Le geste le plus utile reste souvent le plus simple : demander à l’enfant de raconter sa leçon dans ses propres mots. C’est lui l’expert du jour, celui qui a suivi le cours ; vous, vous êtes celui qui écoute et qui pose la question qui manquait, du genre « et ton professeur, il a dit quoi pour ce genre de cas ? ». Cette position d’écoute n’exige aucune connaissance de la matière, seulement de la disponibilité et un peu de patience.

Il y a aussi une chose que beaucoup de parents ignorent : un enfant n’attend presque jamais de vous une explication savante. Il attend surtout de savoir si le sujet est important à vos yeux, si on peut y revenir sans se fâcher, et si l’échec d’un soir ne va pas gâcher toute la soirée. Dire simplement « je ne me souviens plus de cette méthode, mais on va trouver » rassure bien davantage qu’une improvisation approximative qui finirait par embrouiller tout le monde.

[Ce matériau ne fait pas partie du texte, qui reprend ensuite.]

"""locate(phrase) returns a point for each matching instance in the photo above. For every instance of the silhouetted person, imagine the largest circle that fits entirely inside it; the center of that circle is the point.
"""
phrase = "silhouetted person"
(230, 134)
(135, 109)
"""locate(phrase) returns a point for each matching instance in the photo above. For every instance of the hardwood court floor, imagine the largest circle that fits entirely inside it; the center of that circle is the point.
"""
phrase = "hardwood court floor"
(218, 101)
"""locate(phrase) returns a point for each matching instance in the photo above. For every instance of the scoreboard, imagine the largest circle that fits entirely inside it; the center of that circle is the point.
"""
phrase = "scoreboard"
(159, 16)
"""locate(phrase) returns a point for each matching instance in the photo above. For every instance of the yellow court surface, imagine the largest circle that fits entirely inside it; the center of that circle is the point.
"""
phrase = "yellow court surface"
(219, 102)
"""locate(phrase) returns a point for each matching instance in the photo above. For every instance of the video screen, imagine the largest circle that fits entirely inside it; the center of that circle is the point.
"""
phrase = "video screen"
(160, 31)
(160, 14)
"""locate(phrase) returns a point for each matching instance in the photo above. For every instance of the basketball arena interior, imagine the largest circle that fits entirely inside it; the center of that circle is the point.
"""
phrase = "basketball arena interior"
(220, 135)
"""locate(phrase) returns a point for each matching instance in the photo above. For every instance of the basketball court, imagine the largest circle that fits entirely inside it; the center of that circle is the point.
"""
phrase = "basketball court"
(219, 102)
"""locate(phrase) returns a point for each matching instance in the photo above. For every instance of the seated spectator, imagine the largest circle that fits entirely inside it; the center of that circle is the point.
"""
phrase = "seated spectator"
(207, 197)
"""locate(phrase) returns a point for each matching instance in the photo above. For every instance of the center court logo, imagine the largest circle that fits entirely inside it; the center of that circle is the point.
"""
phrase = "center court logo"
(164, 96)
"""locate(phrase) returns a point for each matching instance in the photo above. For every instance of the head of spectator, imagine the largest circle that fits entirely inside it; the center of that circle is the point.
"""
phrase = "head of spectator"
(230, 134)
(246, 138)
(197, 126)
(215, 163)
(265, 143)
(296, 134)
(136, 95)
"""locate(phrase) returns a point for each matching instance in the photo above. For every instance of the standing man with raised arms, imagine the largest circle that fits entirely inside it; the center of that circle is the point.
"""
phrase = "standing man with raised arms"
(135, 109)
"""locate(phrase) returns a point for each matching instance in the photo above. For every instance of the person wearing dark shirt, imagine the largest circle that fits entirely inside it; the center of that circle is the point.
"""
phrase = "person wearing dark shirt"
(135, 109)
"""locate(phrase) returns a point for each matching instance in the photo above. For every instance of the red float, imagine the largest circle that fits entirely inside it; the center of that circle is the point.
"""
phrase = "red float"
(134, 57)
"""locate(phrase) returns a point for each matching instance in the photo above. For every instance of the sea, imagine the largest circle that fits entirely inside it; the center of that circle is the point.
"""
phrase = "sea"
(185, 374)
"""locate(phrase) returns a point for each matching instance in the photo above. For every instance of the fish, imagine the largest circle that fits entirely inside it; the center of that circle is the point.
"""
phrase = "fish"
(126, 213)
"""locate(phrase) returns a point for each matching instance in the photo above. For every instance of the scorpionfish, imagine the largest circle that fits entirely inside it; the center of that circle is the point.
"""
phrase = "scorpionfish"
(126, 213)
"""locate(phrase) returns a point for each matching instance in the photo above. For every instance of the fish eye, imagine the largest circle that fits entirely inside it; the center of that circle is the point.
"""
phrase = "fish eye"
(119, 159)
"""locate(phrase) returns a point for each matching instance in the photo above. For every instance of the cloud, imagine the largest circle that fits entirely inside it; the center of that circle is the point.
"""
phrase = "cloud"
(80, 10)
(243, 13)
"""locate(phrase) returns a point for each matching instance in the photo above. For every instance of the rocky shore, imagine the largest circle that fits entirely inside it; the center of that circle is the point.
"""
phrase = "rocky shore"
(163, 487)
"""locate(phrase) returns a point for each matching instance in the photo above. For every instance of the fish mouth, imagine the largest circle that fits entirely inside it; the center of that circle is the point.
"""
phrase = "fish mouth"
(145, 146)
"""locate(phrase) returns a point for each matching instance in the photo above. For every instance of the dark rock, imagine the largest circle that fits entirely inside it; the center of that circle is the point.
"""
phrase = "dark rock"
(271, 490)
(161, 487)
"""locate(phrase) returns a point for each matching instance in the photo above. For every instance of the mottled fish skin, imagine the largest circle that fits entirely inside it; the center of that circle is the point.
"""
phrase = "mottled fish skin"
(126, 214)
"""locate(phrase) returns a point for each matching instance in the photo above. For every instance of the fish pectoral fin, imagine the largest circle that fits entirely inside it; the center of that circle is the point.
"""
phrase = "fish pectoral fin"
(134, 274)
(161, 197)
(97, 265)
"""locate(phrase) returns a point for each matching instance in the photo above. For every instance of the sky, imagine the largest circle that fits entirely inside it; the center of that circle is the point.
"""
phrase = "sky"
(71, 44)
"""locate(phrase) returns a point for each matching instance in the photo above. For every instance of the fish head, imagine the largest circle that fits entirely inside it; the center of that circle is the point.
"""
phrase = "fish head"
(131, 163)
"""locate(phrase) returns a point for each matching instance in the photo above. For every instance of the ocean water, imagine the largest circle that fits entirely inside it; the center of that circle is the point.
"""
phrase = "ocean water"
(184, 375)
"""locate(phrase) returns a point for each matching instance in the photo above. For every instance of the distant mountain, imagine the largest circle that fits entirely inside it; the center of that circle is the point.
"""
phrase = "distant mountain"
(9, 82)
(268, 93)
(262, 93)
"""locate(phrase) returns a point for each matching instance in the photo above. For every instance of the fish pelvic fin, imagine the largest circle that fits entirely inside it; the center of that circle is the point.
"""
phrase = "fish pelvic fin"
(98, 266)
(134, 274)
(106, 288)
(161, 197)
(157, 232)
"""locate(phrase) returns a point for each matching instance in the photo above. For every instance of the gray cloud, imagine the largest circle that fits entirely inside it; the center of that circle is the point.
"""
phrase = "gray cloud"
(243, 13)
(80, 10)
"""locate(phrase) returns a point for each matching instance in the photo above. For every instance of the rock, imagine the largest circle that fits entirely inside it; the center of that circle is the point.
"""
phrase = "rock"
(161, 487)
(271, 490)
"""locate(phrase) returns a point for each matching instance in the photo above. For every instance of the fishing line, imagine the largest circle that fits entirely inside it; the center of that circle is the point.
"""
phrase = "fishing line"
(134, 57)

Ne pas savoir résoudre l’exercice n’a jamais empêché personne de bien accompagner un enfant qui le résout.

Chercher ensemble, plutôt que faire semblant de savoir

Il reste des soirs où l’enfant est vraiment bloqué et où raconter ne suffit pas. Rien n’oblige alors à inventer une explication approximative pour sauver la face : chercher ensemble une ressource gratuite, un manuel emprunté à la bibliothèque, une explication trouvée en ligne, est un geste tout aussi formateur qu’une explication magistrale. Cela montre à l’enfant que ne pas savoir, puis aller chercher, fait partie normale du travail, à tout âge.

Se déculpabiliser, surtout sans études longues

L’association Coup de Pouce, fondée en 1984 par des enseignants et qui accompagne depuis plus de trente ans des centaines de milliers de familles, part justement de ce principe : aucun parent ne devrait vivre les difficultés scolaires de son enfant comme une fatalité liée à son propre parcours. Ses ateliers associent délibérément les parents, quel que soit leur niveau d’études, aux activités de leurs enfants, sur l’idée que la confiance et la présence pèsent au moins autant que la maîtrise du programme.

Un parent qui n’a pas fait d’études longues transmet malgré tout quelque chose d’essentiel chaque soir de devoirs : l’idée qu’apprendre vaut la peine, qu’on peut chercher sans honte, et que se tromper fait partie du chemin. Cela ne remplace pas un professeur. Mais ce n’est pas non plus rien : c’est souvent exactement ce dont l’enfant a besoin pour tenir jusqu’à la fin de l’exercice.